Sigue, en mi opinión, el plato fuerte de la colección: “El fantasma de
Santa Margarita”. En este relato un poco más extenso encontramos a Ganímedes,
una variante melancólica y con un giro sorprendentemente realista sobre la
figura del detective de lo sobrenatural, a quien a pesar de la brevedad ya
siente uno conocer, involucrándose tanto en sus inquietudes privadas como en
sus indagaciones no exentas de suspenso detectivesco en torno a un centro
comercial pueblerino construido sobre un viejo cementerio y escenario de
apariciones fantasmales y potencialmente letales. Ganímedes es refrescantemente
escéptico, pero ansía poder ver a un espíritu, experiencia que lo ha eludido a
lo largo de su carrera. Es una historia absorbente y con un final sólido,
inevitable y que se las arregló para sorprenderme. El cuento de fantasmas es
otro que, al ser tan antiguo y tan gastado, es muy difícil de tratar con
justicia, y Alejandro Juárez lo consigue plenamente.
“Soñar es vivir” es una breve viñeta que regresa una vez más a lo
básico y, sin sorprender, se lanza a un final agradablemente inquietante.

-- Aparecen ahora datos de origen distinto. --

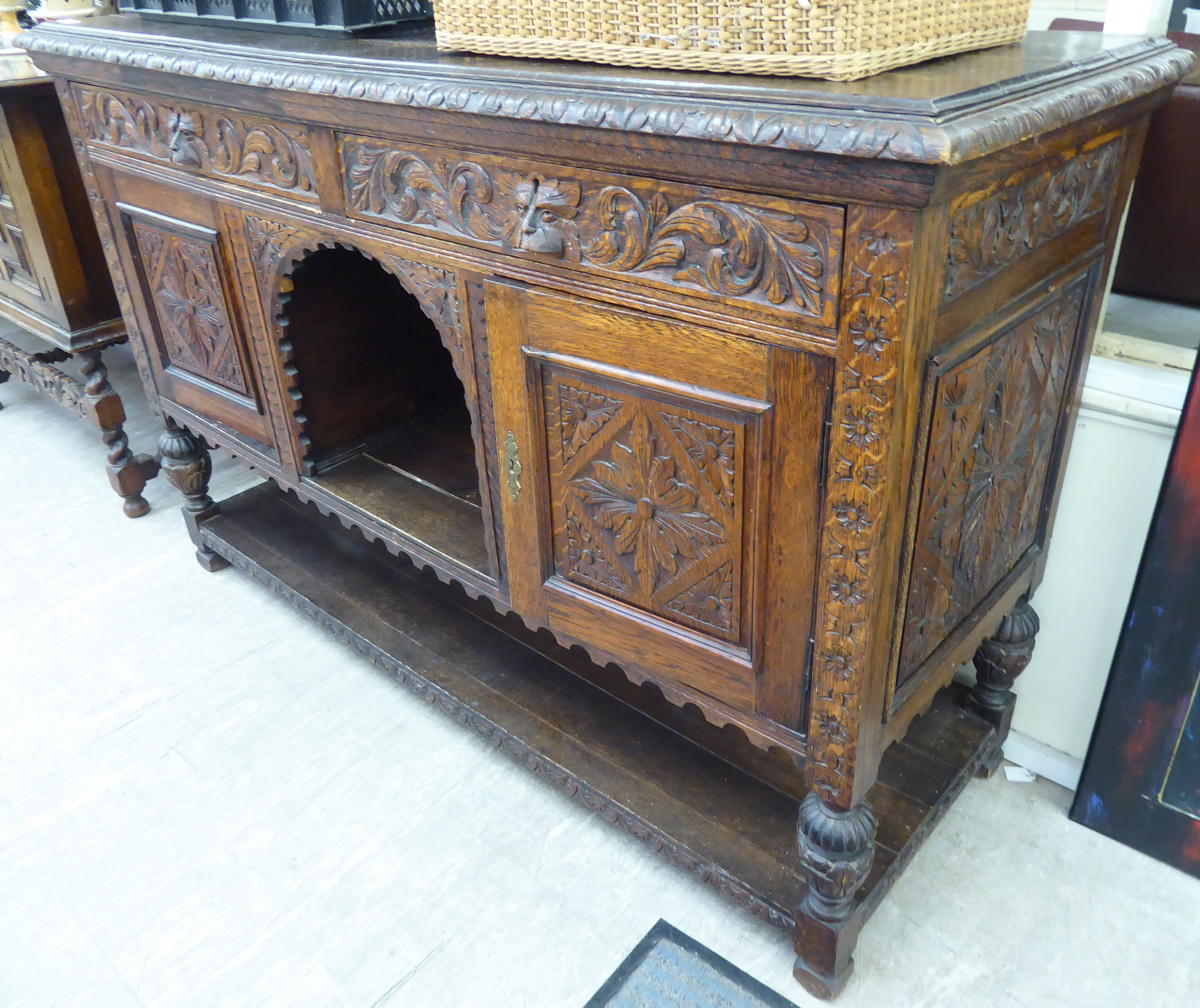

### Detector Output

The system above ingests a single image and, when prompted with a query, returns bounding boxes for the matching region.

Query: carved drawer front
[943,137,1124,301]
[74,84,317,203]
[487,283,770,710]
[116,203,266,440]
[897,280,1087,684]
[338,135,844,328]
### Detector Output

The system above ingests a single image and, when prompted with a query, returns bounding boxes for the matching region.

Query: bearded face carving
[167,112,204,168]
[499,174,580,263]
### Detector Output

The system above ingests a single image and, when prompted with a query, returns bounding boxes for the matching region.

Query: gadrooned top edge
[16,25,1195,165]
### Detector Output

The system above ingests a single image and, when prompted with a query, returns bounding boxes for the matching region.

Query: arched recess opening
[281,246,492,575]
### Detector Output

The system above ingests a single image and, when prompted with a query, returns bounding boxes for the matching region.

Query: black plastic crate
[118,0,433,35]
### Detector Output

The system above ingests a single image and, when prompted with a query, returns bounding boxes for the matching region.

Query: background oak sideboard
[0,51,158,519]
[24,17,1192,996]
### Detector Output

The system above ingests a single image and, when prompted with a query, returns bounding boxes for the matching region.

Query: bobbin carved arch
[239,211,506,596]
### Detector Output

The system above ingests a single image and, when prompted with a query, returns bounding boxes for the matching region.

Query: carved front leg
[79,350,158,519]
[792,792,877,1000]
[158,416,229,571]
[969,601,1042,777]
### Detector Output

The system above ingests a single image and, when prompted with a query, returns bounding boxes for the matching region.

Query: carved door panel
[487,283,770,710]
[116,203,270,442]
[0,99,57,324]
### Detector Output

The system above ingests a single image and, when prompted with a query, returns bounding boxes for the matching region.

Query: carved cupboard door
[116,194,271,443]
[487,283,799,710]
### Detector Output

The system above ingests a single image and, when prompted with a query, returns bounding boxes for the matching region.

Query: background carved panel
[76,85,317,199]
[543,370,745,641]
[899,283,1085,682]
[338,135,842,325]
[132,221,251,397]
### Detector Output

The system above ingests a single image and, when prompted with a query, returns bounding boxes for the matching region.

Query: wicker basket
[433,0,1029,81]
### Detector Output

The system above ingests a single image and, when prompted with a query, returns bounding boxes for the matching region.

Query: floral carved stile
[805,215,912,806]
[133,223,250,395]
[944,139,1122,300]
[76,85,317,199]
[899,284,1084,682]
[546,374,742,640]
[342,137,829,318]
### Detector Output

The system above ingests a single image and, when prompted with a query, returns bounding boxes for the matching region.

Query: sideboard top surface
[19,14,1195,165]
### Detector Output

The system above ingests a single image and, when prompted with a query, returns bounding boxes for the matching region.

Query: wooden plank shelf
[199,484,996,955]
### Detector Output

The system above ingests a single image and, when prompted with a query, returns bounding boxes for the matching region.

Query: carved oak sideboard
[0,51,158,519]
[23,17,1192,996]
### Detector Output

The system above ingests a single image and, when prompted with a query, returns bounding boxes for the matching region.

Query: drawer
[337,134,845,329]
[73,84,317,203]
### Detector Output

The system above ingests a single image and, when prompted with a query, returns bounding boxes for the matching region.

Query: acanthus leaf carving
[663,413,737,508]
[346,143,504,241]
[342,137,829,318]
[558,382,624,460]
[666,563,733,630]
[77,85,317,199]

“Corona de ratas” rescata una curiosidad grotesca de las historias
antiguas y la revitaliza en un inesperado escenario de ciencia ficción, lo que
no le impide una buena dosis de morbo gozoso e ironía; salvando el escenario
futuro, es el tipo de historia a las que nos acostumbró Alfred Hitchcock.
Encontramos entonces la historia que da título a la colección, una
reinvención del licántropo a través de la lente de la ciencia ficción, con
acción frenética y un argumento directo que arrastra al lector. Fácilmente mi
segundo favorito de la colección, lo que me habría parecido improbable dadas sus
características, pero un cuento eficaz y eficiente captura el interés sin
importar lo demás, y eso consiguió conmigo.
El último cuento, “Día de lectura”, acerca de la lectora de un libro de
tema vampírico. El más breve, y pudo omitirse, aunque deja con ganas de leer el
libro que Aída leía.
Como dije, no todos los cuentos son terroríficos y los mejores del
libro –a mi modo de ver- no lo son (aunque “El fantasma de Santa Margarita”
resulta plenamente satisfactorio para el aficionado al género si no por la
atmósfera, sí por la temática), pero ciertamente es una lectura recomendable y
una adición digna a nuestra colección de páginas del miedo.